Ladies and gentlemen, Live is back. Enjoy!

Live Band 2018
Chad Taylor, Ed Kowalcyck, Chad Gracey and Patrick Dahlheimer are Live

Gail Makes Another Guest Appearance on East Portland Blog!

Are you perhaps craving more of my Rock Critic wit and wisdom? Then cruise on over to East Portland Blog for my revealing and candid take on Live’s version of Johnny Cash’s “I Walk The Line.” (You know, it’s the arrangement American Idol Contestant Chris Daughtry ripped off from Live and then took all the credit for!)
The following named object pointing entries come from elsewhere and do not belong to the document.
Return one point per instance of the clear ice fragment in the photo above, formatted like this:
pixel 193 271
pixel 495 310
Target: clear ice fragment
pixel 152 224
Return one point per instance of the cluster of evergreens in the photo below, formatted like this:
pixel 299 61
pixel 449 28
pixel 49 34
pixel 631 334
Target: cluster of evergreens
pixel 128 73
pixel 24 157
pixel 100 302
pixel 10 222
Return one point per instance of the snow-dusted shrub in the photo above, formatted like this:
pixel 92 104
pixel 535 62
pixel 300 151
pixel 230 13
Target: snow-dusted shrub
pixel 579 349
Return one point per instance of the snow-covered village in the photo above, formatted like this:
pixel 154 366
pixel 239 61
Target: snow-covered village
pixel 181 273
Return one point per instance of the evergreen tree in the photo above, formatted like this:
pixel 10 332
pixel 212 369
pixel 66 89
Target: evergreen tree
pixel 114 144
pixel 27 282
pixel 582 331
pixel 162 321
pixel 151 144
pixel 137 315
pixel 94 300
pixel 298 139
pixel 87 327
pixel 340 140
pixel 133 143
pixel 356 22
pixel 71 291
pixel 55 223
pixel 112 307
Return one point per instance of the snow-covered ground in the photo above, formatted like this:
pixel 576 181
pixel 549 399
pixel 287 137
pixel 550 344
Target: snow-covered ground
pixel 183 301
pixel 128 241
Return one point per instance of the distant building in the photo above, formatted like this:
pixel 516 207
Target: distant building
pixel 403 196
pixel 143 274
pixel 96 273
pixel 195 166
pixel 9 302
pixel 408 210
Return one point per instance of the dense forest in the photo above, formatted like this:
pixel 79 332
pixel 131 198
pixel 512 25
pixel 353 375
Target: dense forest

What The Hell is Up with Ed Kowalczyk’s Retardo Brother?

LIVE
I Alone Am Not Really In This Band

Last night Geoffrey and I went to see Collective Soul and Live at the Hammerstein Ballroom, because my friend Ryan plays drums for Collective Soul and he got us in for free. So don’t even start with me. I’m not ashamed to admit that I’ve seen Live about a hundred and fifty times since Mental Jewelry was released and every single one of their shows has blown the top of my head right off. Honestly, Live is one of the best rock bands around even if they haven’t had a hit record in ten years. I’d rather see Live in concert a million billion times than Fallout Boy or any one of those shitty modern alternative crap ass emo bands that can’t stop whining about their feelings for one second.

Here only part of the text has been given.